The departments motto 'Fidelius Ad Mortem' hung low as he returned to his office.
Veronica watched her dad settle back into his chair.
Faithful until death.
And only the dead got to rest.
Logan replied to her text when she returned from walking Backup. Dick was awake and Mac was no longer at the hospital. She had been through too much, and Veronica felt sick pondering the alternate outcomes.
She'd screwed up.
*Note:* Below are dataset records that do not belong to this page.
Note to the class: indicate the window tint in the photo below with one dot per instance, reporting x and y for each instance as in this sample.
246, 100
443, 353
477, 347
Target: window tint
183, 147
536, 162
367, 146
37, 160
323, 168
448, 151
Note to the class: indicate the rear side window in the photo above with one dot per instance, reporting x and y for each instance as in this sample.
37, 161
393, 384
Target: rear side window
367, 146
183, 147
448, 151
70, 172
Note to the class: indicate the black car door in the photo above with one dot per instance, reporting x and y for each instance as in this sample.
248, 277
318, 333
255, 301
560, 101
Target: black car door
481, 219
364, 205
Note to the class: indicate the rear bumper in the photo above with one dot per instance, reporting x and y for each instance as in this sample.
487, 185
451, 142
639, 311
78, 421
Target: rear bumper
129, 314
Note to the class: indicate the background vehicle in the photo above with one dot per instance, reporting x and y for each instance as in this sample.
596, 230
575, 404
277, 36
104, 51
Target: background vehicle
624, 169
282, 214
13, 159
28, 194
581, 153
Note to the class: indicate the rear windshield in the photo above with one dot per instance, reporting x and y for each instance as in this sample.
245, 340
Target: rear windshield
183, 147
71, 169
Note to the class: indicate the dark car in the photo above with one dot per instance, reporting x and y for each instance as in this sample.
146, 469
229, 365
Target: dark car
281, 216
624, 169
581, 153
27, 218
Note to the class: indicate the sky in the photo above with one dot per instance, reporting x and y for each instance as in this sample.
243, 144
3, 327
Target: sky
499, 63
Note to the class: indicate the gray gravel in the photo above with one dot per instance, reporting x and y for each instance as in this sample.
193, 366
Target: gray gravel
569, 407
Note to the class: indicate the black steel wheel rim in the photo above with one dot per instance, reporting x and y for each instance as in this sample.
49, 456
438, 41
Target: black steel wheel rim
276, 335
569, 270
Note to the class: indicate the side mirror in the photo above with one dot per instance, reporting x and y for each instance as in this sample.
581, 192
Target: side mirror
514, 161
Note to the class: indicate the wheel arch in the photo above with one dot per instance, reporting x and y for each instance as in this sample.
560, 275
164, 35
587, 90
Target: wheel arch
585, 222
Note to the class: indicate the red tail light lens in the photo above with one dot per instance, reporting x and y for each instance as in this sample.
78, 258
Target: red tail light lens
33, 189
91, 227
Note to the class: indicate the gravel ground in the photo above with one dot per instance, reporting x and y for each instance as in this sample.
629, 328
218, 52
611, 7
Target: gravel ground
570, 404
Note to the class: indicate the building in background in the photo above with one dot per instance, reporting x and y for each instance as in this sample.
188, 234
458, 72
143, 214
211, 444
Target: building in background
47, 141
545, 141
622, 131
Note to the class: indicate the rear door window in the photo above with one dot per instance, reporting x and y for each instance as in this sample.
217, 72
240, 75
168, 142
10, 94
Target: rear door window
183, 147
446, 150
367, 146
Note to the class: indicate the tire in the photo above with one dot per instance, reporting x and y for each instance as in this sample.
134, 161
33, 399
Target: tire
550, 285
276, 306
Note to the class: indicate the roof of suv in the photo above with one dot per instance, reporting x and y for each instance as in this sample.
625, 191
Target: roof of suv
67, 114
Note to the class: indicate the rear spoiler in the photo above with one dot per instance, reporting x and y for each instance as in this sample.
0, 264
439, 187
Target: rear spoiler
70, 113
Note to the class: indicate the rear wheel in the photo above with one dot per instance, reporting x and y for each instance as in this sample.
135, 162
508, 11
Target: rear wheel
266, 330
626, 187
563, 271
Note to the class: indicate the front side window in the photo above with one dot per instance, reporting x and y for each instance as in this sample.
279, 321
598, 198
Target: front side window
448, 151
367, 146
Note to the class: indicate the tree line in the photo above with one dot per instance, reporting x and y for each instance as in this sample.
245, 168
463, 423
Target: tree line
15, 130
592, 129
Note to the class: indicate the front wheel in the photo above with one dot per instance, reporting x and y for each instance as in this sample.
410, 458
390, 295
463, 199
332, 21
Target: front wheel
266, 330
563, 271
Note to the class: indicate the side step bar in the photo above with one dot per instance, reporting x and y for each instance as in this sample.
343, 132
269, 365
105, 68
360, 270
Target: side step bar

She had seen her dad carry weight like this.
The guilt.
Tim had been right under her nose, and it was only chance that he wasn't in the wind.
Chance, and Dick Casablancas.
The guy might make every day of her life feel like a musical interlude of Brooklyn Nine Nine but he'd been there when she wasn't. If not for him, Weevil wouldn't have been the only friend she buried this week, and if Tim hadn't been such a crappy shot, Logan would have.
A hard lump formed in her throat as she took the elevator to Logan's floor.
This town? This job? Even losing someone as detestable as Sheriff Lamb?
It wrecked her.
Now Veronica was home, curling into Logan's waiting arms, she finally let the tears out.
Some may think there is a play on the thin line between love and hate.. but there was no grey between life and death.